Our best performing positions during the quarter were: Corning Inc. (GLW), Exxon Mobil (XOM), Agnico-Eagle (AEM), BWX Technologies (BWXT) and Costco (COST). Corning provides high end optical fiber for AI data centers and BWX Technologies as well as other holdings Eaton and Bloom Energy provide power to data centers. It remains to be seen if the hyper scalers like Alphabet and META will ever achieve sufficient profits from their massive investments in artificial intelligence. We have steered clear of these companies because they have evolved from capital efficient businesses with high profit margins to very capital-intensive business models. We prefer to own the providers of scarce resources to the infrastructure build out of AI (energy, semi-chips and fiber optics).
We currently own three energy companies: Cheniere Energy, Diamondback Energy and Exxon Mobil. Fortunately, with the Iran conflict and closing of the Straits of Hormuz, our current administration ended the previous government’s “war on fossil fuels”. The U.S. is now a relatively self-sufficient energy producer as well as global exporter of oil and natural gas.
An ongoing issue, only made worse by the expensive military operations in Iran, is the U.S. government debt that is approaching $40 trillion. U.S. treasury debt service now exceeds annual military spending. This debt is one cause of a structural shift in how global capital is being allocated. Central Banks are moving away from investing their reserves in U.S. treasuries and are preferring to acquire gold. Gold has no counter party risk and cannot be sanctioned, frozen or threatened by tariffs. The Fund has a large position in gold miner Agnico-Eagle and also exposure to gold and silver royalties with Wheaton Precious Metals. We own both gold and bitcoin because they cannot be printed or debased by any government.

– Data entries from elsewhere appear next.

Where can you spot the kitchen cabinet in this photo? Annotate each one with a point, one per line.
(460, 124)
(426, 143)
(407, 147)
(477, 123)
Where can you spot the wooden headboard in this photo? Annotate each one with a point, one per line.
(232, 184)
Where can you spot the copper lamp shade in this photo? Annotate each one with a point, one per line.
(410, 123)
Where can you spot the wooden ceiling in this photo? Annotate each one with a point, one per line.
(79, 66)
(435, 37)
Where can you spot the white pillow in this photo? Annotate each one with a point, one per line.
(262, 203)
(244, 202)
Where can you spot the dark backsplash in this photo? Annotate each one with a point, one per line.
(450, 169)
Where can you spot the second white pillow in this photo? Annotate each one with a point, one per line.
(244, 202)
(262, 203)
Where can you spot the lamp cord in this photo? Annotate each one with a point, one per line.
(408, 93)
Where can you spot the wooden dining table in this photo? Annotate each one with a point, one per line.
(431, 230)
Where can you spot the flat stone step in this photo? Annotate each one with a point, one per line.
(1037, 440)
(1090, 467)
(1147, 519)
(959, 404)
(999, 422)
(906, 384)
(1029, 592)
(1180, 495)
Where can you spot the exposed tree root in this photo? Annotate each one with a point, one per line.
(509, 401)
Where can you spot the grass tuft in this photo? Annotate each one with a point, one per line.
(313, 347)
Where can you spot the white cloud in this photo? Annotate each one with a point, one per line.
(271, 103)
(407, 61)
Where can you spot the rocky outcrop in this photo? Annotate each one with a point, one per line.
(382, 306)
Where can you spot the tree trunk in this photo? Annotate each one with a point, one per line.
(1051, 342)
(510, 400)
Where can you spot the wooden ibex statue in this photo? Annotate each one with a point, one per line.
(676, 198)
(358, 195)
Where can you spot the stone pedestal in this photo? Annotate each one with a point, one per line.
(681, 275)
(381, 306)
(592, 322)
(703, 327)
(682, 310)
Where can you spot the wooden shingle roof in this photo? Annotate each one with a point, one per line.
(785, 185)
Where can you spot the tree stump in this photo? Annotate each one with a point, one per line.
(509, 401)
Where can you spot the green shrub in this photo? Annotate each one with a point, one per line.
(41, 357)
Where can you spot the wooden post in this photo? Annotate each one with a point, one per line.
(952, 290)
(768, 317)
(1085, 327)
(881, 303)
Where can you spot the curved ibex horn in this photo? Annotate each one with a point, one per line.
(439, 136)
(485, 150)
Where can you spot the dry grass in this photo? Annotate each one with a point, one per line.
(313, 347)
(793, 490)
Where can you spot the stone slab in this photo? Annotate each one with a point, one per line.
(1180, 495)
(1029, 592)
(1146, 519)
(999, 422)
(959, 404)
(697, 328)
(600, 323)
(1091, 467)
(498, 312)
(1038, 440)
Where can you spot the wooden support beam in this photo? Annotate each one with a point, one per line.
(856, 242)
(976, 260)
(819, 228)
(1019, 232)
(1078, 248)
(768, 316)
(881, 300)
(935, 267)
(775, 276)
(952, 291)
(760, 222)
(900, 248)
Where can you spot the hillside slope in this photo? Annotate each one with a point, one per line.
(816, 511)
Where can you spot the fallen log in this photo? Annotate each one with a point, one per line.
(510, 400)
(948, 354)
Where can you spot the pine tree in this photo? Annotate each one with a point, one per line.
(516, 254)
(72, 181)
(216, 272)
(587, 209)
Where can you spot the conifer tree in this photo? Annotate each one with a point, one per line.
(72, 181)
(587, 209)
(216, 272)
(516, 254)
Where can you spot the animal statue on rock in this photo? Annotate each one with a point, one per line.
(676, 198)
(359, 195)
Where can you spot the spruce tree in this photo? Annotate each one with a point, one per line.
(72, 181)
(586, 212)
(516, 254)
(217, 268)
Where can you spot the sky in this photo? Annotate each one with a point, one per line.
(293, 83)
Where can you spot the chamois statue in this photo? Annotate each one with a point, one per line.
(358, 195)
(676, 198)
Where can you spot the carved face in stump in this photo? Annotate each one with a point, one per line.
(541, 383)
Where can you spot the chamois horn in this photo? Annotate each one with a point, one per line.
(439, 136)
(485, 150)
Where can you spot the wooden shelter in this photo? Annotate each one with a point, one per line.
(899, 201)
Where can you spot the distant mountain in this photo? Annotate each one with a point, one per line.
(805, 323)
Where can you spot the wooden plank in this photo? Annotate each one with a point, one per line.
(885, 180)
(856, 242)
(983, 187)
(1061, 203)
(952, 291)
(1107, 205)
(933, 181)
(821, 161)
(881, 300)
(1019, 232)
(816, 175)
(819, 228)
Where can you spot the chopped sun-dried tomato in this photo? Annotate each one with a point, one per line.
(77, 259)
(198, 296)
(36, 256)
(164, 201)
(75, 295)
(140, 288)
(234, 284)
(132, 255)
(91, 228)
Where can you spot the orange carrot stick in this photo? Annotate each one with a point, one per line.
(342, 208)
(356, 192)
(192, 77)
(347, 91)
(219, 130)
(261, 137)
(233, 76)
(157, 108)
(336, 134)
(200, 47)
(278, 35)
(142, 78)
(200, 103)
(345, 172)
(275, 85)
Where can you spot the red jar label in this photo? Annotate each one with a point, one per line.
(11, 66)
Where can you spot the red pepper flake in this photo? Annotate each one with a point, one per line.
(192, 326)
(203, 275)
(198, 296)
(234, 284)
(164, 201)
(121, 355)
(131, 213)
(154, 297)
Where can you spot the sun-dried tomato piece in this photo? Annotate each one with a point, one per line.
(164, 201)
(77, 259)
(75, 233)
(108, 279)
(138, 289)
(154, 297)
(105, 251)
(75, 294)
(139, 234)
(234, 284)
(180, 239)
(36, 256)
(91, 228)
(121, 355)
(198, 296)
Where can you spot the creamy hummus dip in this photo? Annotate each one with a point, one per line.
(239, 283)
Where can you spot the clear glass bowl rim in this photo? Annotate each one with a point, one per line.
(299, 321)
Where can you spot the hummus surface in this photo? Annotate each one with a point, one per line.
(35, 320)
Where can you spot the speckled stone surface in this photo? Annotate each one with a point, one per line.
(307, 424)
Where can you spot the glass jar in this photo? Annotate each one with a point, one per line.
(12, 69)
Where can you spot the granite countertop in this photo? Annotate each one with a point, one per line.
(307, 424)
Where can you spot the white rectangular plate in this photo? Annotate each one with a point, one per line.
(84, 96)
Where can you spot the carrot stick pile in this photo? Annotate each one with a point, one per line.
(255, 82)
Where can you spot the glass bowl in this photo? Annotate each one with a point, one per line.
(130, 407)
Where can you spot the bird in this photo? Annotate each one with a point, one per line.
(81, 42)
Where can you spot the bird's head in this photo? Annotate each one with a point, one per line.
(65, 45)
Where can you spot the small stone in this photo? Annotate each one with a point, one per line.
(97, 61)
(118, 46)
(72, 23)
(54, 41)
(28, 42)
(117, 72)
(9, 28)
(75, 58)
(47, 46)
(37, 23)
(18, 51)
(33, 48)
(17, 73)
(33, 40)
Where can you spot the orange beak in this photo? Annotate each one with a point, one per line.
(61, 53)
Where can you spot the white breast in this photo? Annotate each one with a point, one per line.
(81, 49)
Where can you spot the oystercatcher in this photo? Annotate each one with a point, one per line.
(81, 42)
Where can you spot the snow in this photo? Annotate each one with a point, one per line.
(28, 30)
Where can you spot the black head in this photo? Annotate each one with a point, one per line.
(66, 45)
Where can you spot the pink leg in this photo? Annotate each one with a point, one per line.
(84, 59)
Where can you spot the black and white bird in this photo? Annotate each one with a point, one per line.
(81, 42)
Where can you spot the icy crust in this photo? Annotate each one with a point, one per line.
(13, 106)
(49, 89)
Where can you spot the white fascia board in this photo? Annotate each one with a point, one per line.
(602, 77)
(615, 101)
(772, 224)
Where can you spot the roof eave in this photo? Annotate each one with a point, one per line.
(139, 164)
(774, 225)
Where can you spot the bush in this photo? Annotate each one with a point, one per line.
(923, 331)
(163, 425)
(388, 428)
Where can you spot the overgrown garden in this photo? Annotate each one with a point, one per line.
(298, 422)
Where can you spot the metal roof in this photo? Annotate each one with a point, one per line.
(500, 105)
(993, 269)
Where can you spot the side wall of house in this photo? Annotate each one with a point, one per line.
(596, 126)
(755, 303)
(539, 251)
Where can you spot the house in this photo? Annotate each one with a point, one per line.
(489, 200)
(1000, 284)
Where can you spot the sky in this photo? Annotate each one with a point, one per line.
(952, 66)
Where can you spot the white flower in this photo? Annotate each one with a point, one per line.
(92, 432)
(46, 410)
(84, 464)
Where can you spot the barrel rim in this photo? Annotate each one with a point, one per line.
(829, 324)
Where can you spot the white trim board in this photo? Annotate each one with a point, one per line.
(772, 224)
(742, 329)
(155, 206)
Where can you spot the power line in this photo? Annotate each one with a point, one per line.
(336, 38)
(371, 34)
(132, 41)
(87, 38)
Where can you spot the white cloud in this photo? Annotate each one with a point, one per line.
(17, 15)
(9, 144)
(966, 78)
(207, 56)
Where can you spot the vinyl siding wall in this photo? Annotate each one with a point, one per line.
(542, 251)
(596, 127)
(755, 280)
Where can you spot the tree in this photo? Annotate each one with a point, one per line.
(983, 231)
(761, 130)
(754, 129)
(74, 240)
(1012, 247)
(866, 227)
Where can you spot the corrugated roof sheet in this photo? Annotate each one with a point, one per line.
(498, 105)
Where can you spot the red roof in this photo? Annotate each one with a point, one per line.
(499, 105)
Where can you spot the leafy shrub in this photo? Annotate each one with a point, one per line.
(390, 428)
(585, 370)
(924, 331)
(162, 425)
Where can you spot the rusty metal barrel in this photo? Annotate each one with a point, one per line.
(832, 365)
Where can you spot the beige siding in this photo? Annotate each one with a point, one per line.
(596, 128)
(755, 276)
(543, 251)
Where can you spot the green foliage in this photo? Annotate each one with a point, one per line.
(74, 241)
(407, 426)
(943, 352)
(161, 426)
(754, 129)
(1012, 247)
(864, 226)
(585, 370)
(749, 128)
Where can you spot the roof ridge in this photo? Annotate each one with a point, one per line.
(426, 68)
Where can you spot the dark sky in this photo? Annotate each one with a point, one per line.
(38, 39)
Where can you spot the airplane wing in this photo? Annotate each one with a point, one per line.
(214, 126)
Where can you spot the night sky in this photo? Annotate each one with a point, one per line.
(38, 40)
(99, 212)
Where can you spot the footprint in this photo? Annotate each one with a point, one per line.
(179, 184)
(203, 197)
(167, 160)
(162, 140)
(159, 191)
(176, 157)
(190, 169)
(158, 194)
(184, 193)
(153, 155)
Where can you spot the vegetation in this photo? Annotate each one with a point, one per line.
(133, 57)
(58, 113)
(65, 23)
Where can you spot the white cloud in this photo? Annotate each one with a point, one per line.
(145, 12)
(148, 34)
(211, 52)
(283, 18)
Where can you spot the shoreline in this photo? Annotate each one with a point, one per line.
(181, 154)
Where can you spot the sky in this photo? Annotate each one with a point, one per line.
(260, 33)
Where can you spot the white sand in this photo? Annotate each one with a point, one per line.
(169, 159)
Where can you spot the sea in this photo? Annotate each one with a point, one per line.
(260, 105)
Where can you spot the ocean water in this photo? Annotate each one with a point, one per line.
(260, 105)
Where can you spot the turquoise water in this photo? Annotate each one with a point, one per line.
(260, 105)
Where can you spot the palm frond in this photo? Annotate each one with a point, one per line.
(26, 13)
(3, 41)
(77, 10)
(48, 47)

Although gold prices can be volatile, particularly when the market has a liquidity crisis, the biggest risk long term is if governments stop printing money and start paying down their debts. That is a very unlikely scenario! It has so far proven to be politically impossible in this country. The only recent exception was the election of Javier Milei (a stanch libertarian who believes in smaller government). After one hundred years of economic mismanagement in Argentina; he has managed to balance the budget within two years!